Tim L. asks and Jim H. echoes the question: Why shoot million-dollar missiles at shacks? Hey, State Capital!
It goes a little something like this. Hum along if you like. Most of the combat in the world today, and most of the death in warfare, comes in the form of small arms. There is plenty of money to be made in selling guns, of course, but much of it by the middlemen. On the manufacturing side, small arms are easy to manufacture, simple and stable in design, almost infinitely replicable, and at this point in their development very, very, very reliable. No government is spending billions of dollars on semi-automatic rifle R&D. Billion-dollar maintenance contracts aren't required. Distributed revenues across component manufacturers and systems designers and computer programmers, und und und, are nowhere to be found. Guns are a fine business, but, like, totally mom-n-pop.
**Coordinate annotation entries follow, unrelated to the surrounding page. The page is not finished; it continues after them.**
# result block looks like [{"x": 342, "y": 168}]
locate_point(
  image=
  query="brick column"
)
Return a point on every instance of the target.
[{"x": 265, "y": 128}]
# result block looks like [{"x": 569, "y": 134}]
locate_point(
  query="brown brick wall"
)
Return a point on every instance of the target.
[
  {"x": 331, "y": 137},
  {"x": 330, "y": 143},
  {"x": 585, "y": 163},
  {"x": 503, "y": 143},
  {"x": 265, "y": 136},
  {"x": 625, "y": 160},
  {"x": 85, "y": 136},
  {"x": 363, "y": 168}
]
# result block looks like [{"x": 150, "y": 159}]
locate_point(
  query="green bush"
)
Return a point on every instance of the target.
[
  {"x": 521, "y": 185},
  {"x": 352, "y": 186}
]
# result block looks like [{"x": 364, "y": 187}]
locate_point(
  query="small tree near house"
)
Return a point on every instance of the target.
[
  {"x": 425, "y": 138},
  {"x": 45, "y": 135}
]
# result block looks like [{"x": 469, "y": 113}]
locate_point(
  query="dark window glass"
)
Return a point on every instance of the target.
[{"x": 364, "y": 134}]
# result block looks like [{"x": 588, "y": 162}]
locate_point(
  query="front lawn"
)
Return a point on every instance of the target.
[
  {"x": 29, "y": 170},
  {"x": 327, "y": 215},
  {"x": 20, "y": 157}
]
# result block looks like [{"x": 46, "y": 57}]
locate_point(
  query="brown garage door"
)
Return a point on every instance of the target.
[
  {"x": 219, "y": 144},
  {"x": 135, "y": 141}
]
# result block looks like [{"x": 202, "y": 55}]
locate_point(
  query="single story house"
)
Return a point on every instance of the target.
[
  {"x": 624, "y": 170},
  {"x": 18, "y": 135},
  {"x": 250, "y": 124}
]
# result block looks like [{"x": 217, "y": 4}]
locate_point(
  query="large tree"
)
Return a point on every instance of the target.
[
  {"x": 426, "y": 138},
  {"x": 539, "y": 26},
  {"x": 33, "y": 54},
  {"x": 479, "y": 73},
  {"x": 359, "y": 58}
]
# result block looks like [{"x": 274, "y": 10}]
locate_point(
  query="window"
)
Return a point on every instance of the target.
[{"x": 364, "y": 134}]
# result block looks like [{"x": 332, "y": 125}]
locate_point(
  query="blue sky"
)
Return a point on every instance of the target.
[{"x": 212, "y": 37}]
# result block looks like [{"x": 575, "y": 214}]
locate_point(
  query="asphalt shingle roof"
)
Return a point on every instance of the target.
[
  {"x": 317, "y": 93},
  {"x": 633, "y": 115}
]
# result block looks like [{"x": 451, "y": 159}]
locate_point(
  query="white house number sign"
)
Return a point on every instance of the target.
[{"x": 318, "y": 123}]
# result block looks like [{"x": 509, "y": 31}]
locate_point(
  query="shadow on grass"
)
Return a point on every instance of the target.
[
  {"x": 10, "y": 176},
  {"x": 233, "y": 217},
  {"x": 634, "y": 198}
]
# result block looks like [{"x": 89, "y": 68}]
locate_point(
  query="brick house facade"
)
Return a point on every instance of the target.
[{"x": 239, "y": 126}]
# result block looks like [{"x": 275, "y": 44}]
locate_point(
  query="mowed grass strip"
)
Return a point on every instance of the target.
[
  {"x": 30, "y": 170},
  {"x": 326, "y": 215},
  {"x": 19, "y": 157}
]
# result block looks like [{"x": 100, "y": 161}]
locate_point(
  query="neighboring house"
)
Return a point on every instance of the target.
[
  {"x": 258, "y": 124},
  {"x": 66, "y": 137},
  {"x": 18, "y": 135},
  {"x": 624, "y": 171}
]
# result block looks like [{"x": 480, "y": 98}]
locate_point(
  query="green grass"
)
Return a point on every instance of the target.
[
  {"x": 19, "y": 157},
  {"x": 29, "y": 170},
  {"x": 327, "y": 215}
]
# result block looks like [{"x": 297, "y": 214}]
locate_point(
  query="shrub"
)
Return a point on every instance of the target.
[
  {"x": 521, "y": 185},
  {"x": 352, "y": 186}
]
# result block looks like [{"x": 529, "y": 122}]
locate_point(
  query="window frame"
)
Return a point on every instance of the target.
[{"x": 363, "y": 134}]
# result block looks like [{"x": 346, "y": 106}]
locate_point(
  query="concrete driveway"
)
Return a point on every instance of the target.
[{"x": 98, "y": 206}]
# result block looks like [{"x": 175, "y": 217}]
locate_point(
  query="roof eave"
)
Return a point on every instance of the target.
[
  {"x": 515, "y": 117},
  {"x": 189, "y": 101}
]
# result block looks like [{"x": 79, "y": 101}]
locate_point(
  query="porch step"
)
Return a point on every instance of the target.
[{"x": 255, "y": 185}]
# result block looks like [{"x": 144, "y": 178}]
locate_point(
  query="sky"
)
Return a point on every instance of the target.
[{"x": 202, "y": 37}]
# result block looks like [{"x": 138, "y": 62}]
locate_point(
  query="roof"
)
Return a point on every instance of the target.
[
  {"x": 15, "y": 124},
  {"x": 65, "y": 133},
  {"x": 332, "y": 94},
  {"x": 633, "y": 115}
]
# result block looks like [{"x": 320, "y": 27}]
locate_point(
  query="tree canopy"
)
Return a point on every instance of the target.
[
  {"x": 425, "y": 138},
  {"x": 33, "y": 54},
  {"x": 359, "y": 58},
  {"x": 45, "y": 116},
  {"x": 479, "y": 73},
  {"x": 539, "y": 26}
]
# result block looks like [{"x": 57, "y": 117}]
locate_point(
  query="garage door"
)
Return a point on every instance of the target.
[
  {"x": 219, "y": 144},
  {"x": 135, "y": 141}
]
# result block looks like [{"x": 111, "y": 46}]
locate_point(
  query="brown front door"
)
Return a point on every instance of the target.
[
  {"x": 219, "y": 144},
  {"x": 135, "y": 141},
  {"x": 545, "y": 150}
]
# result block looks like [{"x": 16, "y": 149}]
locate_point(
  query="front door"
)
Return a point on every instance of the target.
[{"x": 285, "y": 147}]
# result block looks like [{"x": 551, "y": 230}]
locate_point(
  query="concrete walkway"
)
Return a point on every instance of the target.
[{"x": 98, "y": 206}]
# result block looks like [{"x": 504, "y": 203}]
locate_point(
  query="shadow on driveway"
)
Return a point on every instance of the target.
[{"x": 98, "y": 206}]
Million-dollar missiles are another thing entirely. Million-dollar missiles pad the pockets of everyone from research universities to advanced technology companies to Congressmen and their congressional districts. Now naturally Congresscreatures want this money and their constituents want this money and the companies and research universities surely want this money and the US military works for the same government as all those Congresscreatures who give the military money to give to the companies to give to the districts to give to the congresscreatures and back again. How much of our military policy is driven by the ouroboran economics of Procurement? Quite a fucking lot. The machinery of death is an investment vehicle. The reason we blow up huts with million-dollar smart bombs is so that we can buy more million-dollar smart bombs, and not one tear is going to be shed if another shanty-town traning camp pops up another mile down the road and "costs" another missile.
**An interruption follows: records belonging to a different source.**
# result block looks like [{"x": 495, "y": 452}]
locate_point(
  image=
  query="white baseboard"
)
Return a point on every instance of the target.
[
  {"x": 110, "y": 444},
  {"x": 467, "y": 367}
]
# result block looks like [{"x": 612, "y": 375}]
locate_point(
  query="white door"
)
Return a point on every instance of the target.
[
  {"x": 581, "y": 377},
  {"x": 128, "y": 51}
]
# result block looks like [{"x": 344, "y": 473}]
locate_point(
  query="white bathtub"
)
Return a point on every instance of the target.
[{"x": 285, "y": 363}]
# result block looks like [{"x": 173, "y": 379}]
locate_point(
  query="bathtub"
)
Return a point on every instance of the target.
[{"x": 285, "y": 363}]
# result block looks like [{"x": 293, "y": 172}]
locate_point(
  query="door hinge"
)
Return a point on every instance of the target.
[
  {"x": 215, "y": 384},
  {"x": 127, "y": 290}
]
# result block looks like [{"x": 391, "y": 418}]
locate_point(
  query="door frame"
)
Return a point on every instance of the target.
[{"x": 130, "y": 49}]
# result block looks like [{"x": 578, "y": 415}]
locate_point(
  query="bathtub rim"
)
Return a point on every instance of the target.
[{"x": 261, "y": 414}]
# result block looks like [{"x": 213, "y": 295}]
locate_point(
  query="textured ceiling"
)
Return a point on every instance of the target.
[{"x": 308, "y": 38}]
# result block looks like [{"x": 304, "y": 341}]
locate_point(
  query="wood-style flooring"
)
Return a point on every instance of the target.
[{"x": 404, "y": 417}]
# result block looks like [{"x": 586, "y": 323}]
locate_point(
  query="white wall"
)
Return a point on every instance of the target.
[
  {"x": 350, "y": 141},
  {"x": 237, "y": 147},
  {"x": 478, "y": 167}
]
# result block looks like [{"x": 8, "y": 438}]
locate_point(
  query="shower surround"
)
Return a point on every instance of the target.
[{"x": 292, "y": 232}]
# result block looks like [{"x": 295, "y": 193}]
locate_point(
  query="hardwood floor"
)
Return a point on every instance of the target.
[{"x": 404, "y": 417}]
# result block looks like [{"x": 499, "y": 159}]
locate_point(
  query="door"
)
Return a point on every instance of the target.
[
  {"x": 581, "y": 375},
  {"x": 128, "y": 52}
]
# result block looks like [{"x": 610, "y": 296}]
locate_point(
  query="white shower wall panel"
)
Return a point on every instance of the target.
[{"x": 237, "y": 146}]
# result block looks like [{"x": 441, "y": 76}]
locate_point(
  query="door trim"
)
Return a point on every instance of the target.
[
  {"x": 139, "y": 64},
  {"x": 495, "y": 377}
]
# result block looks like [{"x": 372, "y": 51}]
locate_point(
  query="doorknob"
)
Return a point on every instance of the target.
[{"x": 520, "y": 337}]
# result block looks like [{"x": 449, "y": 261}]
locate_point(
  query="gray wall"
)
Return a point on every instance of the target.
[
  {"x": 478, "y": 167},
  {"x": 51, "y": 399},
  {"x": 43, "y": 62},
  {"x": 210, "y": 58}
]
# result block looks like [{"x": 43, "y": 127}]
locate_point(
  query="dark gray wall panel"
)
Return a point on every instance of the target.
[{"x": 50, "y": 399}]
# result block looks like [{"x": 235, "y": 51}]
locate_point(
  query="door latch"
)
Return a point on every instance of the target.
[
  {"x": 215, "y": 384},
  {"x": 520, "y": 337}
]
"War is a racket. It always has been. It is possibly the oldest, easily the most profitable, surely the most vicious. It is the only one international in scope. It is the only one in which the profits are reckoned in dollars and the losses in lives. A racket is best described, I believe, as something that is not what it seems to the majority of the people. Only a small 'inside' group knows what it is about. It is conducted for the benefit of the very few, at the expense of the very many. Out of war a few people make huge fortunes."